Jeanette Oi-Suk Yew: First thought: My work is the exact opposite of Eugene O’Neill. Are they sure they are talking to the right person? Second, the ONE thing that puppets do not do well is talking. Third, wait this is Target Margin I am talking to? Fourth, what if I just do ALL of the text. Finally, holy shit I am doing the American CANNON!
TMT: You are a jack of all trades theatrical artist with a focus in video, lighting and puppetry. You pretty much can do anything. What can’t you do?
JOY: I can NEVER write like Eugene O’Neill.
Follow up. How many miles of VGA cable to do you have in your truck?
JOY: If there is an award for one single individual owing the large amount of copper in the form of wires, I am sure I am a close contestant for that award. I think Amazon thinks that I am a hoarder since I buy the same thing over and over again in multiples every time I buy them.
TMT: Tragedy strikes in Act IV. In what ways can puppets illuminate tragedy in which humans cannot?
JOY: The idea of using puppetry for this act comes from O’Neill’s repeated reference to “wax figures” and “mechanical” in the stage direction. All the characters, except for Hickey, are like a barely functional form floating in space; what they say is disconnected from their body and mind entirely. Hence I am interested in using puppets (in this case they are not even in human forms) to highlight disembodiment.
TMT: I hear there’s an abundance of popcorn in your piece. Describe your ideal batch of popcorn.
JOY: I actually don’t eat popcorn but I want to see if I can cue the popcorn machine to produce popcorn as needed.
TMT: What’s on tap for you next?
JOY: I am developing a new piece on urban development. The central question the piece asks is “Can we build a city for the future if all we know is now?” The inspiration of this piece comes from the Book of Genesis.
Jeanette Oi-Suk Yew is a New York based theater designer in lighting and video. She is also a puppetry artist and has extensive experience with new works and adaptations in a collaborative setting.
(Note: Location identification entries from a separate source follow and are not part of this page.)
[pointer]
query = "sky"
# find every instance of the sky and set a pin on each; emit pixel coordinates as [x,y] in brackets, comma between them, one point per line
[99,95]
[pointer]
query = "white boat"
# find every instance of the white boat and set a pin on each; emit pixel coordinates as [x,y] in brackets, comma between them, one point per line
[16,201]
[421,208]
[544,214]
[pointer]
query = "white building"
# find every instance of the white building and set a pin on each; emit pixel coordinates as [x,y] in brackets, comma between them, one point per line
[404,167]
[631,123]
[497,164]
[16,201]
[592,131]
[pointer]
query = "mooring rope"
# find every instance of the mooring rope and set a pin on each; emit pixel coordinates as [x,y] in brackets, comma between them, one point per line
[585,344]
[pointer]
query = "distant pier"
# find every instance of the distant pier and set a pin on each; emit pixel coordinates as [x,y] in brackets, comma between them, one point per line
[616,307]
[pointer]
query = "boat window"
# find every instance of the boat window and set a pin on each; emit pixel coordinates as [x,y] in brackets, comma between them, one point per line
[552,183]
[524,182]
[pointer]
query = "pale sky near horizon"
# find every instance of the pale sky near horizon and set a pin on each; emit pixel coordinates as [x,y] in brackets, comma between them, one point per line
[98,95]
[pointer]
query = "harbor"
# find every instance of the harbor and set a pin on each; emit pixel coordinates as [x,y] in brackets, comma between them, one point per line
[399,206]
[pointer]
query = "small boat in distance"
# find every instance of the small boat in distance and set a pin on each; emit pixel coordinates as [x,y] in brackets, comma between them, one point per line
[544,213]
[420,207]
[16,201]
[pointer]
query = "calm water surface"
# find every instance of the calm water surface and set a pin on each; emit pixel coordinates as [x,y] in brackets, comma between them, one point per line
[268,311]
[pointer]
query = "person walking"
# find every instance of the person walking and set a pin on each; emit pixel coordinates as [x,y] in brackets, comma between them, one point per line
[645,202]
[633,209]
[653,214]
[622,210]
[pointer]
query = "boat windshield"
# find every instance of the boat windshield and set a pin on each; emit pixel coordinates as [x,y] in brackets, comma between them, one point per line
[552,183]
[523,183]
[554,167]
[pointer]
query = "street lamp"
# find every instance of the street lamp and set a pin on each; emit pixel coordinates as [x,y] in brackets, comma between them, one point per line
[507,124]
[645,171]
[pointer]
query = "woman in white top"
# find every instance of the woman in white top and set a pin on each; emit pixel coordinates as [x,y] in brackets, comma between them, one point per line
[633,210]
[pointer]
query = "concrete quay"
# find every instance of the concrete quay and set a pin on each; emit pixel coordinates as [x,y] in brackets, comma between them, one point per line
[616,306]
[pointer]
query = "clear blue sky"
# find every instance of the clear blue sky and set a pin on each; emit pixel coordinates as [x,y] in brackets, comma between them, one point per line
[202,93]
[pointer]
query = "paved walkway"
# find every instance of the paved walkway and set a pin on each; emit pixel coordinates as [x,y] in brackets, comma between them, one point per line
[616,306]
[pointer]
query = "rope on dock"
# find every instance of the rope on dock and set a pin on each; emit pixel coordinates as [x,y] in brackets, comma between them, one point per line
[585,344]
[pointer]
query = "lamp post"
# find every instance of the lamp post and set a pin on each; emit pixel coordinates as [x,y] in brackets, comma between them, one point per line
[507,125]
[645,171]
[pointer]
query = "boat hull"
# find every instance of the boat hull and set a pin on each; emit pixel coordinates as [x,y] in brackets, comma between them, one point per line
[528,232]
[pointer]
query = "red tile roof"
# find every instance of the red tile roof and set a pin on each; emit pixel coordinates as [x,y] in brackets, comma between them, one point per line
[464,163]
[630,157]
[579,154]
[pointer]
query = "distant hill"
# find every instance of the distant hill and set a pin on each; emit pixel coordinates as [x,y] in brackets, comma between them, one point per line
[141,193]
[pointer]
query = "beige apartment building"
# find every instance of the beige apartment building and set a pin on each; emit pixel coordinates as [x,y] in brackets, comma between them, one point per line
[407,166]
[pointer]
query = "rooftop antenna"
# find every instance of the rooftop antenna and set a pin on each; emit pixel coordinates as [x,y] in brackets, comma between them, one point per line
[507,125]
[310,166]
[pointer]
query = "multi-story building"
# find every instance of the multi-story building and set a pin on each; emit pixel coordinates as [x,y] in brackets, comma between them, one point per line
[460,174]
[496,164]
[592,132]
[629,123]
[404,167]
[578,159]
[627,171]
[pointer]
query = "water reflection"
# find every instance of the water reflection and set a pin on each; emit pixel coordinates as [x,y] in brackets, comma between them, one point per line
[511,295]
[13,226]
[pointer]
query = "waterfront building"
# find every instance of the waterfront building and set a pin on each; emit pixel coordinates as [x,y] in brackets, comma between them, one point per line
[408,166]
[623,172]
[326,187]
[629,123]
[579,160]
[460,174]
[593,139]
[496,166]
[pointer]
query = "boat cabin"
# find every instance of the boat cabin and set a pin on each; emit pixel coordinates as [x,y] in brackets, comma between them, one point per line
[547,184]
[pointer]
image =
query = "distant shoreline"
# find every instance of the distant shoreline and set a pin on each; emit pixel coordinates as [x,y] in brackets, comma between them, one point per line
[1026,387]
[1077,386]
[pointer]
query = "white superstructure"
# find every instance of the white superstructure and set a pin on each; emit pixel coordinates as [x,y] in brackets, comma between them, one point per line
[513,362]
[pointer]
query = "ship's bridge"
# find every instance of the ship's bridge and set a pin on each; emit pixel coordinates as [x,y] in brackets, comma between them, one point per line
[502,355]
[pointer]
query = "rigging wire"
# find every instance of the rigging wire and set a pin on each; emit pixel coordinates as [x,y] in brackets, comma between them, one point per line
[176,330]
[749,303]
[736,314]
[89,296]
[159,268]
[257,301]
Some of her recent designs and collaborations include: The Civilian’s Paris Commune and In the Footprint, Aya Ogawa’s Oph3lia, Artifact and Yatra Samudra Samma: Journey to the Ocean (with Adhikaar and produced by The Foundry), Elizabeth Swados and Cecilia Rubino’s From the Fire (winner of the 2011 MTM: UK Musical Theatre Awards for Best Musical, Best New Production and Best Music). She was the recipient of the 2009-2011 NEA/TCG Career Development Program and teaches at Stony Brook University.